[comp.sys.isis] A "property" of the grid program

ken@gvax.cs.cornell.edu (Ken Birman) (09/28/90)
>From: aprakash@dost.eecs.umich.edu (Atul Prakash)
>Subject: Join problem in grid demo.


>I am trying out the grid demo with V2.1 general release with BYPASS
>enabled. I notice that if one member is already running, then any
>attempts to make another member join do not seem to succeed until
>the running member is stopped. Apparently, isis_accept_inputs()
>is not working as it should in allowing other processes to join the
>group. Is this a bug?

>I was running both grid processes on the same machine (SUN4).

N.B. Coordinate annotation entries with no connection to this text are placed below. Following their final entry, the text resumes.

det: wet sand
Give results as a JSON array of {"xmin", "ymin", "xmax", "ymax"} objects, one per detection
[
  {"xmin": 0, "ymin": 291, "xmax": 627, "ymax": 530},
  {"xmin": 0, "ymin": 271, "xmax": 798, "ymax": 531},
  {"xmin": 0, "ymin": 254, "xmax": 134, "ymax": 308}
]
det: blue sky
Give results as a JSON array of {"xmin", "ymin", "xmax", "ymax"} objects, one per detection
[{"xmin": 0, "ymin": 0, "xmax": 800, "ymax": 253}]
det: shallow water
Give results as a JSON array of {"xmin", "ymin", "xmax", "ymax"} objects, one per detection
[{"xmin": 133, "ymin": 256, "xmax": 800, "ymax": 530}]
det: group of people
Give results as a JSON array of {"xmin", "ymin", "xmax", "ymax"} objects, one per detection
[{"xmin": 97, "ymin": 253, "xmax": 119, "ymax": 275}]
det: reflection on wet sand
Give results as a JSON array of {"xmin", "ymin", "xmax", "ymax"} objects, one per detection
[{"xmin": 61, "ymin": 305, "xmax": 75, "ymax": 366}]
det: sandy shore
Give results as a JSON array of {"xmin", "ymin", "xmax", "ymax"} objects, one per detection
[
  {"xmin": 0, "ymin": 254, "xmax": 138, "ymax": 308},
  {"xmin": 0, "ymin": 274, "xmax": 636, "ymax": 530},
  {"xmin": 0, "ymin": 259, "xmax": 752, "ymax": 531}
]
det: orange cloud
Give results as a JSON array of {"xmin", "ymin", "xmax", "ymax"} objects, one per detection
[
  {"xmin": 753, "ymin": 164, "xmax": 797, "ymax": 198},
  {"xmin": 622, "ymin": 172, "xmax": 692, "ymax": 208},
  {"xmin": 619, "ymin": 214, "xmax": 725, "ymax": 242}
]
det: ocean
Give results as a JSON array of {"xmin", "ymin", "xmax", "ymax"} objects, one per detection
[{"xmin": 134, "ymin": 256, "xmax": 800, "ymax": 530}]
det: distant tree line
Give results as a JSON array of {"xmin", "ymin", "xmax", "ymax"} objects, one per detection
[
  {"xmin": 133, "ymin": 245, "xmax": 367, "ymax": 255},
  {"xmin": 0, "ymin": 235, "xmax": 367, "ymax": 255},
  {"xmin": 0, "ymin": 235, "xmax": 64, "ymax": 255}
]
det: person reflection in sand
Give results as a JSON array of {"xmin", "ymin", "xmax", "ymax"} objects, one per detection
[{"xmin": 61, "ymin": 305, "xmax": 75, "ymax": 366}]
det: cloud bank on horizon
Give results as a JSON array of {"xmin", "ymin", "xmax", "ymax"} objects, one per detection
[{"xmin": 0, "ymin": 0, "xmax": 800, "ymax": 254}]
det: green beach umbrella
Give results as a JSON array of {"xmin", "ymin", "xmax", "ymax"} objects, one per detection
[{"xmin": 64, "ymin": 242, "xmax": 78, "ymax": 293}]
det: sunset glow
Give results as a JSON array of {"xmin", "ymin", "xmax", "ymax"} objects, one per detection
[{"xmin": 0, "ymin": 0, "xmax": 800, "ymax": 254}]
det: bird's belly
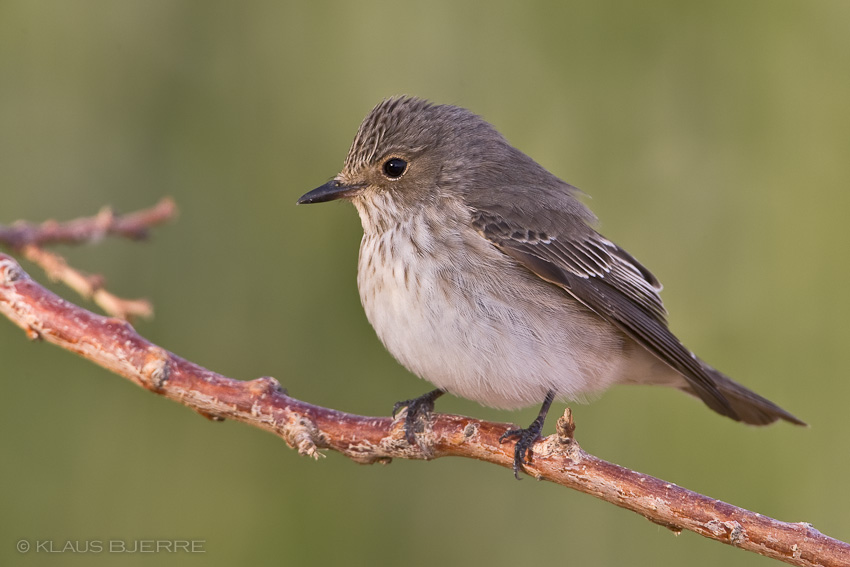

I believe that
>the problem may have to do with the BYPASS mechanism -- I remember that
>joins used to succeed in the beta release compiled with BYPASS disabled.
>Thanks.

This is actually not a bug.  First, note that if you press the stop
button to let the join finish, the joining process gets right in.

It turns out that the OLD behavior actually was incorrect, and that
it could definitely allow non virtually synchronous executions.  If you
go back to V2.1 beta and play with this, you can get the grid out of
sync, and the reason was closely tied to the trick that let the join
squeeze through.

With a single member running this way, grid is in a form of infinite loop.
On reception of each multicast, it immediately issues a new one.  The
effect is that ISIS always ends up with a message on the delivery queue
or a task on the runqueue in this application.  It used to put up with
this for a while and then, after a hundred or so rounds of this, let the
join squeeze in.  But, this algorithm was technically incorrect.  When
grid is behaving this way, the "correct" thing to do is to let the 
execution schedule continue in FIFO order.  For all ISIS knows, the order
might matter.  Calling isis_accept_events() doesn't help, since ISIS
knows about the pending join -- it just isn't allowed to "schedule" it.

It is easy to change the demo program to detect when a join is in
progress:

1) change all calls to update() to call "start_update()"

2) code start update like this:

start_update()
  {
	if(n_memb == 1 && (isis_state&ISIS_WJOIN))
	    isis_timeout(1000, update, 0);
	else
	    update();
  }

With this change, grid should work fine.  But, the key point is that this
changes the algorithm to break the "infinite loop" it explicitly contains
as currently coded.  Hitting the stop button has the same effect.

Maybe grid should refuse to run with just a single member in cbcast/bypass
mode?
 
Normal services should never encounter this problem, which is specifically
due to the fact that grid in bypass cbcast mode has this infinite loop
built into it.  The issue is avoided when there are multiple members
running because of the way that grid moves the source of updates around from
member to member.  

Ken